During the first Gulf of Sidra Incident, two Libyan Su-22s took off from this airbase and attacked two U.S. Navy F-14 Tomcats.

==Civilian use==
Due to the First Libyan Civil War of 2011, all flights were suspended; however, since the end of the conflict, Libyan Airlines has resumed service. It is unknown if Air Libya has resumed services as well.

| Airlines | Destinations |
|---|---|
| Libyan Airlines | Tripoli–Mitiga |

==First Libyan Civil War (2011)==
It was targeted by United States Air Force B-2 Spirit stealth bombers equipped with precision-guided munitions (PGMs) during the First Libyan Civil War on 20 and 21 March 2011. The United States Navy also participated in the attack to deny the Libyan Air Force operational capability with the use of Tomahawk cruise missiles.
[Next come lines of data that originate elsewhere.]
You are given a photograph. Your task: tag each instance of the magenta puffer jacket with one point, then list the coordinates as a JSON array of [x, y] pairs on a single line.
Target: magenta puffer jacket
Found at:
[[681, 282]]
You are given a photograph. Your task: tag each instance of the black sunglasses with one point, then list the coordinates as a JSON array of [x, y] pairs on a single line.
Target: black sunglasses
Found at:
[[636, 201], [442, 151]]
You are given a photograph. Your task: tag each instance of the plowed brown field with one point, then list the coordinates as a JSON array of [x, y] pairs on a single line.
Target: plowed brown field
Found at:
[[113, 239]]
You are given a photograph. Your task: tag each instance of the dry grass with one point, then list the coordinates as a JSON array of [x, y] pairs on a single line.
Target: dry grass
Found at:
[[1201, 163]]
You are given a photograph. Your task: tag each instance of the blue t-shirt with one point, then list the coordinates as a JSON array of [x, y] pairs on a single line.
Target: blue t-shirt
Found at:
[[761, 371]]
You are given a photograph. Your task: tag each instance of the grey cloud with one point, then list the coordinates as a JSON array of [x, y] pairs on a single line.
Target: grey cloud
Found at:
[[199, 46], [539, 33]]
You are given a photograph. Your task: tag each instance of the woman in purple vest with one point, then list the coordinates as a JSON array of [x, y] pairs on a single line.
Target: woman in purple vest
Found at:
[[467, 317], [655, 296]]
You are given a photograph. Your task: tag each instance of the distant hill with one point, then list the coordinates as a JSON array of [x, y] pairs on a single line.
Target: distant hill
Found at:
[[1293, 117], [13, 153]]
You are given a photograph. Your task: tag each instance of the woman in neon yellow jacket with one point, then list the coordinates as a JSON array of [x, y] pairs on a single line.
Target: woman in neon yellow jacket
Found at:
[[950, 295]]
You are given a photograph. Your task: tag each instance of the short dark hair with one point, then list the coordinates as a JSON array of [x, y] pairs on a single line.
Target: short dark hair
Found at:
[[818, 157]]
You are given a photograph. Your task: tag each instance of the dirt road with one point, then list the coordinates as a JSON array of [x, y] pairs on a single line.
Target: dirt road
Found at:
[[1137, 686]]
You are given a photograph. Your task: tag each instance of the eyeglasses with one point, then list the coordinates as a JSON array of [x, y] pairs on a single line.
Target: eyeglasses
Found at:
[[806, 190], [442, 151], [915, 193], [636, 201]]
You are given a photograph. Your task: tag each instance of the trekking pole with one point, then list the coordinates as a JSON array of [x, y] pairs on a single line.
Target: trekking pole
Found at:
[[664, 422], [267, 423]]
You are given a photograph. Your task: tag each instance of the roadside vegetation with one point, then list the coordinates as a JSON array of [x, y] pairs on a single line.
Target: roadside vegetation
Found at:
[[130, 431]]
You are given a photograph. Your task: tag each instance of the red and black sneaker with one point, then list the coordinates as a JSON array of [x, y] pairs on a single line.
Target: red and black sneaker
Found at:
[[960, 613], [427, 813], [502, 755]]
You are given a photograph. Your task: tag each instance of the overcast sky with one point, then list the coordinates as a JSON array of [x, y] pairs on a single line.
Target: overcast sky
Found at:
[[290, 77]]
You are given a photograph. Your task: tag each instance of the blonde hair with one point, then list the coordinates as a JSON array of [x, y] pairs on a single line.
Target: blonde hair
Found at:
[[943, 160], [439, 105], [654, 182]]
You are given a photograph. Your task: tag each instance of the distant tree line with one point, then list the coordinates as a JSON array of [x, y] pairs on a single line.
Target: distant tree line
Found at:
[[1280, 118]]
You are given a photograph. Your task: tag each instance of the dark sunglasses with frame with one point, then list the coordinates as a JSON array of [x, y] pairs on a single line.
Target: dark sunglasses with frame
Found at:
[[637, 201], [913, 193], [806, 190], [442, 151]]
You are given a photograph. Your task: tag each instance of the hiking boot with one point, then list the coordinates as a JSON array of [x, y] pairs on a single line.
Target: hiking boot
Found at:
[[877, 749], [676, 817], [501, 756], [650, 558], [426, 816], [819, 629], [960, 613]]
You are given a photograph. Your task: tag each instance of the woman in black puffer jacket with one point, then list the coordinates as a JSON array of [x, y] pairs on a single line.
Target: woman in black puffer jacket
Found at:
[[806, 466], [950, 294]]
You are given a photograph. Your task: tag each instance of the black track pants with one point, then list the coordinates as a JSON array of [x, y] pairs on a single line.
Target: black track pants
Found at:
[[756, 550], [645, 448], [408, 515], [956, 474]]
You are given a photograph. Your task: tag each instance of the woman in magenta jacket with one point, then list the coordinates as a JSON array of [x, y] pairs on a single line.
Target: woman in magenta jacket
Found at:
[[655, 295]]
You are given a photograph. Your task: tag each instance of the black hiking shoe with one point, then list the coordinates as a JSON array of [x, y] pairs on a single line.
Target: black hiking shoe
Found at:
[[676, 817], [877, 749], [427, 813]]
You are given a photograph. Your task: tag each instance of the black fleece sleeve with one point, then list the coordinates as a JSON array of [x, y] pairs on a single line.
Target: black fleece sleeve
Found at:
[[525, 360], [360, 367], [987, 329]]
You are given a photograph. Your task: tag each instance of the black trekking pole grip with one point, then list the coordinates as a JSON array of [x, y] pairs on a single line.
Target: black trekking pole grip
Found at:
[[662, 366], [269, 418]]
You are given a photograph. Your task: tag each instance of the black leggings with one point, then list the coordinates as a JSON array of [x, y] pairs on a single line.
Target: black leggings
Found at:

==Second Libyan Civil War (2014–2020)==
In May 2015, during the Second Libyan Civil War, ISIL militants took control of the airport only weeks after seizing full control of nearby Sirte. On 4 June 2016, Pro-Libyan government fighters stated that they had captured the airbase from ISIL.

In January 2020, Libyan forces loyal to the eastern-based commander Khalifa Haftar said they had taken control of the strategic coastal city of Sirte, including al-Ghardabiya airbase.